Al doblar el presidente de Estados Unidos, Joe Biden, el cabo de los primeros 100 días en la Casa Blanca es especialmente reseñable su determinación en tres ámbitos: la lucha contra la pandemia, el perfil neokeynesiano de su programa de reactivación económica y los compromisos anunciados esta semana para afrontar la emergencia climática. Puede decirse que en los tres campos ha impulsado la impugnación sin reservas de lo dispuesto durante cuatro años por su antecesor, Donald Trump, y se ha manifestado como un reformista decidido que desborda con mucho su perfil de demócrata moderado. Forzado por las circunstancias extremas que se dan, ha hecho de la necesidad virtud allí donde más acuciantes son las urgencias para corregir el rumbo de la gran potencia, gobernada hasta enero por la toxicidad demagógica del trumpismo.

Mucho más espinoso es el camino que tendrá que recorrer para atenuar la tensión racial. Dentro de los primeros 100 días de Biden se han sucedido acontecimientos tan diferentes como la matanza de ciudadanos de origen asiático, la sentencia condenatoria del expolicía que causó la muerte a George Floyd y la muerte de jóvenes negros por disparos de la policía en circunstancias casi siempre injustificables. La plaga del racismo, consustancial a la configuración histórica de la sociedad estadounidense, es una enfermedad que pareció relativamente controlada durante unos años, pero que ha rebrotado con la virulencia de las bajas pasiones estimuladas por la extrema derecha, y algunos de los enunciados de Biden -límites a la posesión y uso de armas, cambios en los reglamentos de las policías- apenas empiezan a enfrentar una durísima batalla en el Congreso, donde la mayoría de los legisladores republicanos son reticentes o abiertamente contrarios a las reformas.

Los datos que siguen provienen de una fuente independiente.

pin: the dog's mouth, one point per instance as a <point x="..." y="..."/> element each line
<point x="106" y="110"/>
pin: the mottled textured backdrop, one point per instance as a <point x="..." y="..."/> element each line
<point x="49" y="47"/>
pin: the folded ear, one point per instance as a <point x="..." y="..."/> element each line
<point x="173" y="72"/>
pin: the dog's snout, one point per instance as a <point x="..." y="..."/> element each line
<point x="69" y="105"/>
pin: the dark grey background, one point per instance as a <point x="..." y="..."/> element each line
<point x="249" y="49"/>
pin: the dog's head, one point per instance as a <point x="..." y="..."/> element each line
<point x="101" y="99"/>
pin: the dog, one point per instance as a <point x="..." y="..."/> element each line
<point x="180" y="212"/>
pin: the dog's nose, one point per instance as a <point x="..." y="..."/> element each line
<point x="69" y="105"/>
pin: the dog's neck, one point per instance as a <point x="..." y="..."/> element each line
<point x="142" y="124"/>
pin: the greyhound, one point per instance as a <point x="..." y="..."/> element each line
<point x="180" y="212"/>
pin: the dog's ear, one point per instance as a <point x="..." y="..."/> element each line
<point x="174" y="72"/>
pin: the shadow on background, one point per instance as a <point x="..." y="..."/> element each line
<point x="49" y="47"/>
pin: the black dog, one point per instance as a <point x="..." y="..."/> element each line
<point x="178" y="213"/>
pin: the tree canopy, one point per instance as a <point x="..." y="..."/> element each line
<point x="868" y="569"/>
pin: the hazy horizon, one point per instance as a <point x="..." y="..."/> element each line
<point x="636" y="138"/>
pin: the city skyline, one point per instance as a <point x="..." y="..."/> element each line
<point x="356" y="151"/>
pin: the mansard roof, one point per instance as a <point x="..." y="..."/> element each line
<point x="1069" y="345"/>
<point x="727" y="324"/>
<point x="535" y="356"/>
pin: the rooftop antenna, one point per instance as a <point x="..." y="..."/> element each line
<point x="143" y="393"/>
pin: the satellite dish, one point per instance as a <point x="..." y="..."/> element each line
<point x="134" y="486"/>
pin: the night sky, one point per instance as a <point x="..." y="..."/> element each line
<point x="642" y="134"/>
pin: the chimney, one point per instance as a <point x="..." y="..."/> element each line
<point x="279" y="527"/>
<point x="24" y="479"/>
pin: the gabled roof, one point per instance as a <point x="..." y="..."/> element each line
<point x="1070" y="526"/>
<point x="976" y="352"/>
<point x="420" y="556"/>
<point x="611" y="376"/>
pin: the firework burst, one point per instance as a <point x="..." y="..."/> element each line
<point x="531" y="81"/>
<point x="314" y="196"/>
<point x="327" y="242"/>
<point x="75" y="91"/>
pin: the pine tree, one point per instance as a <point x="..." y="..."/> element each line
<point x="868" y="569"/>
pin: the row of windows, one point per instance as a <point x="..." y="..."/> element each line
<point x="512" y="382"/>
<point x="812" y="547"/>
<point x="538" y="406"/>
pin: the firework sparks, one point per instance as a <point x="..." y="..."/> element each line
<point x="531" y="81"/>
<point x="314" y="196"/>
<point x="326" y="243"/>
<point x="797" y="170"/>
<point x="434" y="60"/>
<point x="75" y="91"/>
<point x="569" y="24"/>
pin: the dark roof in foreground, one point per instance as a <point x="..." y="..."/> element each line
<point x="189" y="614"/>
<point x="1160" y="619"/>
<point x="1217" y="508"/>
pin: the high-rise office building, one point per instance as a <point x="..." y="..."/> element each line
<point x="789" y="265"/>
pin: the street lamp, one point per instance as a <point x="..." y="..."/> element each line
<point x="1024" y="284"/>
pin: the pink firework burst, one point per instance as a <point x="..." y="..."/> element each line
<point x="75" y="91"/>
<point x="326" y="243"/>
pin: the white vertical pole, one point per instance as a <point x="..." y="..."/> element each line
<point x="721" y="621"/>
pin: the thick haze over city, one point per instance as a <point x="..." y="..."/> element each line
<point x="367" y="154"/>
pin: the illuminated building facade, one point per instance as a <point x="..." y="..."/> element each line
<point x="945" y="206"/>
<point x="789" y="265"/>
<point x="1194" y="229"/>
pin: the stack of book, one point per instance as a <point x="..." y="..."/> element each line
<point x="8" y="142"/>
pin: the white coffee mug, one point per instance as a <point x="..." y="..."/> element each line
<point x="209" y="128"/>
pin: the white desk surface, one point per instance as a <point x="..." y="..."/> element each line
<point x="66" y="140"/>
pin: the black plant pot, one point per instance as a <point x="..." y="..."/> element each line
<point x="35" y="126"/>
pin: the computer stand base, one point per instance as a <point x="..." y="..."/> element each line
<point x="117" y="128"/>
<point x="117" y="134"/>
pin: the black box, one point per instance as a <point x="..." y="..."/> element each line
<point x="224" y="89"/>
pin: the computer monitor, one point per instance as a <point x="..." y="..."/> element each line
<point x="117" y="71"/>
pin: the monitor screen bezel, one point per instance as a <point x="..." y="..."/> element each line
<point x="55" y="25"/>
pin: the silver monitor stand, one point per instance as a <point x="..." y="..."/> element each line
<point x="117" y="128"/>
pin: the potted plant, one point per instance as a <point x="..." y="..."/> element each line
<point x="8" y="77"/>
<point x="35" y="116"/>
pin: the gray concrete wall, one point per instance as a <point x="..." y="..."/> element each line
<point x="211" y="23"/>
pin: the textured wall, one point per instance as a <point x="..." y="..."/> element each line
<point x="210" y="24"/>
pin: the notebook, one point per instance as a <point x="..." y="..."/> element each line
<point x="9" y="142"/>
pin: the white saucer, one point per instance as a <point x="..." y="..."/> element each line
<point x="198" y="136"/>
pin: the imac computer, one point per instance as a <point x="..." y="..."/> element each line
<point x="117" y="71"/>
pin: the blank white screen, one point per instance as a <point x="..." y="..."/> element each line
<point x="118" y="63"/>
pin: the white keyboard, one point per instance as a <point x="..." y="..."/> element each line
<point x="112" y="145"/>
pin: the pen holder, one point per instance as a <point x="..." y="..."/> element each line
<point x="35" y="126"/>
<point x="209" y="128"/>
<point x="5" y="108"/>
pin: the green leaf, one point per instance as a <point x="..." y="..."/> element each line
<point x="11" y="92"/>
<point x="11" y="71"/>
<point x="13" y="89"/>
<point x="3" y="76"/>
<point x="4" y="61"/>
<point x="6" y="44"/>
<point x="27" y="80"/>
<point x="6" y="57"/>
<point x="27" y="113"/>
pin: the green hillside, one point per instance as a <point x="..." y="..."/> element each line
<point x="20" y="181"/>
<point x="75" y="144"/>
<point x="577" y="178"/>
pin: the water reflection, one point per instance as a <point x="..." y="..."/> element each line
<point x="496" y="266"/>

Lo cierto es que la cuestión racial forma parte de la imagen internacional de Estados Unidos en la misma medida que su política exterior, donde mantiene varias de las constantes heredadas de la Administración de Trump: la relación fluctuante con China, donde se mezclan aspectos estratégicos y de seguridad con los de cariz económico (la expansión incontenible del gigante asiático), el deseo de abandonar el pedregal afgano y la decisión de mantener el statu quo en Oriente Próximo mediante Israel, Egipto y Arabia Saudí, con los ayatolás en la sala de espera. En cambio, es evidente el enrarecimiento de la atmósfera en las relaciones con Rusia y, en sentido contrario, la vuelta sin reservas a la tradición en la relación con los aliados europeos, que Trump poco menos que despreció. Habrá que seguir también el nuevo foco de tensión con Turquía, después del reconocimiento del genocidio armenio por primera vez por parte de un presidente de EEUU.

Hay en todo cuanto hace Biden hasta la fecha la necesidad inaplazable de ofrecer resultados a la opinión pública -la inmunidad de grupo, el 4 de julio; la retirada completa de Afganistán, el 11 de septiembre- para demostrar que es eficaz la alternativa política al nacionalismo desabrido que le ha precedido. La urgencia es lógica porque en noviembre del próximo año habrá elecciones legislativas y para el presidente sería desastroso un cambio de mayorías en el Congreso. Y no solo eso: daría alas a Donald Trump, que controla sin reservas el Partido Republicano y no deja de emitir señales de que quiere ser de nuevo candidato a la presidencia en 2024.